There was quite a lot of evidence as early as 1957 that Castro had ties to the Soviet Union that exceeded simply desiring economic aid. A former Ambassado to Cuba in the late 1940's provided information suggesting Castro's true intent in an interview with a respected journal stating "... `He is a fellow-traveler, if not a member of the Communist Party and has been so for a long time. He was a ring-leader in the bloody uprising in Bogota, Colombia in April, 1948, which occurred (and obviously was planned by the Kremlin) just at the time when the Pan-American Conference was being held in that capital, with no less a person than Secretary of State George C. Marshall present. The uprising was engineered and staged by Communists, and the Colombian Government and Colombia press subsequently published documentary evidence of Fidel Castro's role as a leader in the rioting which virtually gutted the Colombian capital." This supposition has been supported by other revelations, especially since Che's death many years ago.
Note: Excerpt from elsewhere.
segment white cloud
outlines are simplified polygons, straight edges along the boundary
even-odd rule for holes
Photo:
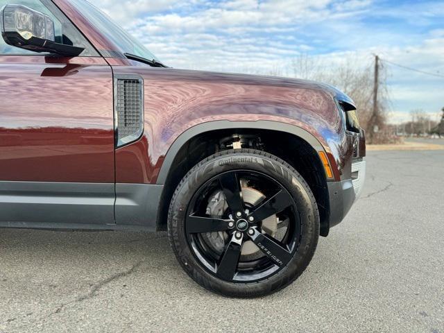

Eisenhower believed it was in the best interest of unity in the western hemisphere, to display anattitude of non-interference as called for in the Ninth Inter-American Conference, held in Bogota, Colombia in April 1948, which led to the creation of the Organization of American States (OAS).
Additionally, Saul Landau who was a senior fellow at the Institute for Policy Studies in Washington, DC said, following Fidel's announcement of his intent to install a Marxis-Leninist regime in 1961 "...Fidel Castro in 1968 explained to me that he had become a Marxist from the very time that he read the Communist Manifesto in his student days, (emphasis added) and a Leninist from the period when he read Lenin while in prison on the Isle of Pines in 1954."